Loco Locass : Épopée rap
Musique

Loco Locass : Épopée rap

Maintenant que le côté "manifeste" de leur album Manifestif a été analysé de long en large, les rappeurs de Loco Locass désirent privilégier le côté "festif" par le biais d’un spectacle dynamique.

Depuis la parution de l’album Manifestif, d’abord sur étiquette indépendante, puis chez Audiogram, la formation Loco Locass ne cesse de gagner en popularité. On se laisse séduire par son rap original qui, de par ses échantillonnages, devient quasiment un condensé encyclopédique allant de La Bolduc à Charlebois ou alors par ses textes très bien ficelés, qui sont parus dans le bouquin Manifestif et dont la lecture suffit à nous faire rapper. Pourtant, ni l’un ni l’autre ne semble avoir joué un rôle décisif dans l’importante couverture médiatique dont le trio a été l’objet ces derniers temps. On s’est plutôt attardé au fait que le groupe soit l’un des rares de sa génération à s’engager politiquement. Quelque peu agacé par le côté réducteur que peut représenter l’étiquette, Biz rappelle que "mathématiquement, Manifestif ne compte que 3 chansons sur 17 s’attardant à la cause, soit autant de chansons à caractère politique que de chansons d’amour".

Babil-boquet culturel
Il est vrai que Loco Locass se distingue de ses pairs bien au-delà de son engagement politique. S’éloignant du hip-hop des ghettos où la violence, la drogue et la prostitution sont au coeur des thématiques, le trio accouche d’un rap soigné et réfléchi, où les référents culturels sont omniprésents, tantôt à travers les musiques de Chafiik, tantôt à travers les textes de Biz, Batlam et Chafiik: "L’oasis de notre langage n’est pas un mirage/Car il fait Beausoleil sur Desjardins qui ont Ducharme/Et du haut Dumont nous nous Miron dans le vacarme/D’un peuple à l’accent circonflexe qui ne veut pas être en annexe".
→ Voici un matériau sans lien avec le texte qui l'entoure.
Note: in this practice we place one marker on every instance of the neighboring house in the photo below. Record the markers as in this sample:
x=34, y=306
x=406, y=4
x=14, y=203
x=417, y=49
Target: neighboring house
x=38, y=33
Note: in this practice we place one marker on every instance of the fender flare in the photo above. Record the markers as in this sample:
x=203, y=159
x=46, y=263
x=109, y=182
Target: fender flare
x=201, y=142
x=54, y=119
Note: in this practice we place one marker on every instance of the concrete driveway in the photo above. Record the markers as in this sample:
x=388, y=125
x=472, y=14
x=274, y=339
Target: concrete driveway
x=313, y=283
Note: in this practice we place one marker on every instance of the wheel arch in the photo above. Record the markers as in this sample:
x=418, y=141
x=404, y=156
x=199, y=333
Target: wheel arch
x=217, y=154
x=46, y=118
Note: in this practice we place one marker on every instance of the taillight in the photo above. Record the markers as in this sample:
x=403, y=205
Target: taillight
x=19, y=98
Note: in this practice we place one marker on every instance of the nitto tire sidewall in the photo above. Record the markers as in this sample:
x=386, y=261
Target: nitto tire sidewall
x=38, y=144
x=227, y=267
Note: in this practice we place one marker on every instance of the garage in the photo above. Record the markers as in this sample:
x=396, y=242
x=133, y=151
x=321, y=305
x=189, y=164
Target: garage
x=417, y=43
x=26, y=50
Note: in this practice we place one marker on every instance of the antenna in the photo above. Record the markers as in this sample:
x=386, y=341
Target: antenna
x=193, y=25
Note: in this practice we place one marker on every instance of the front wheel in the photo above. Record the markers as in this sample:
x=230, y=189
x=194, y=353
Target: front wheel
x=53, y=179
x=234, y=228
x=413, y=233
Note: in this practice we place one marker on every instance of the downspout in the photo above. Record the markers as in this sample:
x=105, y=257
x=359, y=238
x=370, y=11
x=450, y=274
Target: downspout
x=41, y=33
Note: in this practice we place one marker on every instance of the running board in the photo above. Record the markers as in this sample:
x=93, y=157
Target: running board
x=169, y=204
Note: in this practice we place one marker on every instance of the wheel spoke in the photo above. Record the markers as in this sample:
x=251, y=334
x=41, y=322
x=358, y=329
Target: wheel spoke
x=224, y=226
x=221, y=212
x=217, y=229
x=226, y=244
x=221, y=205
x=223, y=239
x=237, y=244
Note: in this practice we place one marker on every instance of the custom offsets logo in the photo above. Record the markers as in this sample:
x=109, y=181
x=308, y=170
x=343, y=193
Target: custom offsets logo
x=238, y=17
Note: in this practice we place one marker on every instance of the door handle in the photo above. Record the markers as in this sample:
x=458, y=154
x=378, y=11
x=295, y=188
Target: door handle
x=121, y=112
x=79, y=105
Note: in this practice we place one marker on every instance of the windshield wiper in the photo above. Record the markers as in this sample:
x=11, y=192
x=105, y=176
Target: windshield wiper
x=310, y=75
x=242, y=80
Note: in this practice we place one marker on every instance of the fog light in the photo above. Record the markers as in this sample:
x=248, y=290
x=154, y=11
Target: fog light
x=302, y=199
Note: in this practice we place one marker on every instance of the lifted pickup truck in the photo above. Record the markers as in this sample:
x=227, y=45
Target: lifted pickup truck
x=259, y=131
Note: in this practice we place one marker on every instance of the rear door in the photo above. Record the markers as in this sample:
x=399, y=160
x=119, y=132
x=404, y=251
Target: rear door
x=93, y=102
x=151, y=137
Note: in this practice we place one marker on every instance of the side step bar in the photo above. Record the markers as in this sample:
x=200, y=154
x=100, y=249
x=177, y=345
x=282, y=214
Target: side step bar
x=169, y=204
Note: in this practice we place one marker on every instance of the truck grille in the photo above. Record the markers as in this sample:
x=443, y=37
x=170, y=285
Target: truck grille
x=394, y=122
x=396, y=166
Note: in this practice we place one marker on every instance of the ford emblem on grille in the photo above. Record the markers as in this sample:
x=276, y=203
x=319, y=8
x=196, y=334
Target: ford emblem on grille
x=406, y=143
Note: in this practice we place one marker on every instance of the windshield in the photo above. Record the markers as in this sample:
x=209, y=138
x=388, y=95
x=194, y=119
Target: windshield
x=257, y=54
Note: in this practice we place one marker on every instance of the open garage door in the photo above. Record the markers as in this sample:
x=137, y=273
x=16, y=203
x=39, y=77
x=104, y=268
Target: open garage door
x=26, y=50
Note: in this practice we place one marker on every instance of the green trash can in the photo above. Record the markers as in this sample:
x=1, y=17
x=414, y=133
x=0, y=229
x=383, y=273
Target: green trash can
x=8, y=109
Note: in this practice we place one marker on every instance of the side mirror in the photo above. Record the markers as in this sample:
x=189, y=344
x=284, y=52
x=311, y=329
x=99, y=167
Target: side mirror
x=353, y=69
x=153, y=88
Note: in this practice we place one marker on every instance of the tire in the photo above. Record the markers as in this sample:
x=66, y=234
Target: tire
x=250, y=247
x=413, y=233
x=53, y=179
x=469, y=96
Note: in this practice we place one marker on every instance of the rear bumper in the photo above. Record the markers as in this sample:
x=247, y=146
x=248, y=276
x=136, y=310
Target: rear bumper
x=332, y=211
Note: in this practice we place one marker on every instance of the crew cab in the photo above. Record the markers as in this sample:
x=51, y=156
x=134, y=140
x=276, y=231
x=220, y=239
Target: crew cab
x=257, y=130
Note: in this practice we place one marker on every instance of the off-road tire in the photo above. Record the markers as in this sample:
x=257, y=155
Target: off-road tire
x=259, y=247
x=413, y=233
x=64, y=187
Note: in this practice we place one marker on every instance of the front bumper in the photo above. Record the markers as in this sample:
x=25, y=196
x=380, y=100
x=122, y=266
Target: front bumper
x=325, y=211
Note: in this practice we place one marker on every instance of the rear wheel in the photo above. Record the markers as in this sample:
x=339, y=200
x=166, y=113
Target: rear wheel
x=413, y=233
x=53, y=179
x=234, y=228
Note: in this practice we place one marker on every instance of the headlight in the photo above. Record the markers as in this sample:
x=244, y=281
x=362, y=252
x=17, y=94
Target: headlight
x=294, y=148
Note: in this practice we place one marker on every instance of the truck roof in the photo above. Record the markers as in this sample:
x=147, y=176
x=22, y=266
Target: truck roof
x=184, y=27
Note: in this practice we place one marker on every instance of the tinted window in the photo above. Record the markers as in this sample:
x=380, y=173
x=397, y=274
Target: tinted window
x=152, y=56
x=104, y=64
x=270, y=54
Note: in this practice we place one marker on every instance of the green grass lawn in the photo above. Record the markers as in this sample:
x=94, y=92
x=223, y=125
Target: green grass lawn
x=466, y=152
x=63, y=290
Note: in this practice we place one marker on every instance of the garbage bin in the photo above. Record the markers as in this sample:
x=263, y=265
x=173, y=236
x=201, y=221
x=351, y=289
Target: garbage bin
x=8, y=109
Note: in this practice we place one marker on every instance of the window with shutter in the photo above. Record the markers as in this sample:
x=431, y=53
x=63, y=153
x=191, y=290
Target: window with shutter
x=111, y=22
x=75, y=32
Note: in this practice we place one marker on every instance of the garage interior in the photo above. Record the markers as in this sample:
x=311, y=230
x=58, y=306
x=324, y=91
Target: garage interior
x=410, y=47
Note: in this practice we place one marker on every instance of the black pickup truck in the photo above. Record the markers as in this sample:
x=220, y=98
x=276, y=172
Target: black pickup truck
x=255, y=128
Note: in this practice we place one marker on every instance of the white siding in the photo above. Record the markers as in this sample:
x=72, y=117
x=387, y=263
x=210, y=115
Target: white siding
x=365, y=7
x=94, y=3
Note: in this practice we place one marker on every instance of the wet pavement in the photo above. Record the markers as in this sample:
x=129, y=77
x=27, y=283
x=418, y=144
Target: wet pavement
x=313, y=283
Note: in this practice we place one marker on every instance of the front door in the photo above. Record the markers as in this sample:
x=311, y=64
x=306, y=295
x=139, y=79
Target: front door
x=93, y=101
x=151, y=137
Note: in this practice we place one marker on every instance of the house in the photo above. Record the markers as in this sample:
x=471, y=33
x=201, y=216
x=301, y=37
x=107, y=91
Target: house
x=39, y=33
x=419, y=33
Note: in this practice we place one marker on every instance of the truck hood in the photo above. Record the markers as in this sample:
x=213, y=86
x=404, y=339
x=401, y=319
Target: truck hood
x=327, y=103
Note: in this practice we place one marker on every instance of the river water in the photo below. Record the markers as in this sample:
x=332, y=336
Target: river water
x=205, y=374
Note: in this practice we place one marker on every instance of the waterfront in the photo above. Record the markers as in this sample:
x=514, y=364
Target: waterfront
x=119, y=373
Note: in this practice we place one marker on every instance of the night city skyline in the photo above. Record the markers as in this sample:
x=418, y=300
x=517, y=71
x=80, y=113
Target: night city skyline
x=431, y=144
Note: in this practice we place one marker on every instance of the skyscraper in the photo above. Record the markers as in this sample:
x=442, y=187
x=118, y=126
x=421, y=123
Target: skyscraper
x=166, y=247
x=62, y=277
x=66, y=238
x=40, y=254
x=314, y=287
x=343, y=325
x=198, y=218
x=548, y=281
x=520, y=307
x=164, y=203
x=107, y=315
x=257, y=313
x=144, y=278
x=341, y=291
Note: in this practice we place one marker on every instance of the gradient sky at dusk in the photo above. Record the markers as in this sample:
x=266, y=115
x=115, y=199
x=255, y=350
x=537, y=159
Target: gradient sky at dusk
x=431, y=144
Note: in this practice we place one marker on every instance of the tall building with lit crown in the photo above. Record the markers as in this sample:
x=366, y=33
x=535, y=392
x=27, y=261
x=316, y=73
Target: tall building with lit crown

"Ça peut paraître monstrueusement prétentieux, mais il y a un désir chez nous, bien que ce soit accessoire, de niveler par le haut, explique Biz. Au début, on avait peur que ce soit trop recherché, mais on voulait redonner prise aux Québécois sur leur culture. C’était important de dire: "On a construit une oeuvre, mais on ne vient pas de nulle part. Il y a des gens qui ont travaillé avant nous. On s’abreuve de leurs oeuvres et vous aussi vous pouvez aller voir plus loin"."

Cette façon de faire, qui éloigne le rap de la rue, Biz dit la devoir à son passé. Souvent étiqueté à tort comme une formation montréalaise, Loco Locass a vu le jour à Québec au milieu des années 90, alors que Biz et Batlam présentaient leurs textes à l’occasion de nuits de poésie. "Le rap, c’est avant tout un témoignage. C’est une idée de laisser une trace assez personnelle d’une vision du monde et ma vision du monde n’est pas celle d’un Noir de Brooklyn, explique Biz. J’ai grandi dans Montcalm et Saint-Sacrement; ce n’est pas là que je vais me faire planter des guns sur la tête. Je ne suis pas noir, je ne tenterai pas non plus d’essayer d’agir comme si j’en étais un, même si j’ai un immense respect pour le génie de la culture noire. "Je suis une enfant de la ouate, soit! So what?" comme on dit dans Boom baby boom! Oui, j’ai grandi dans Saint-Sacrement, mais ça me donne quand même le droit de faire du rap."

Festif
Selon Biz, sur scène, le côté réfléchi du groupe est plongé dans une dynamique toute autre, où le "manifeste" fait place au "festif", tout en y demeurant sous-jacent. "Même pendant qu’on fait des constats du genre, on se fait envahir par les Américains. Il y a une communion en spectacle, les gens ont du plaisir. Ils réalisent que ce n’est pas emmerdant d’aller discuter des problèmes de la cité." En spectacle, les Loco se distinguent aussi par leur façon de faire en rupture avec les standards du hip-hop. Les trois acolytes se produisent avec une formation qui compte guitare, basse, batterie et trompette, plutôt que de se limiter à des boîtes à rythmes et des tables tournantes. "J’adore le rap, mais j’ai presque toujours été déçu par les spectacles de rap, confie Biz. Il ne s’y passe rien, c’est paresseux. C’est pourquoi on combat ça en amenant des musiciens avec nous. C’est hyper énergique, ça bouge beaucoup!"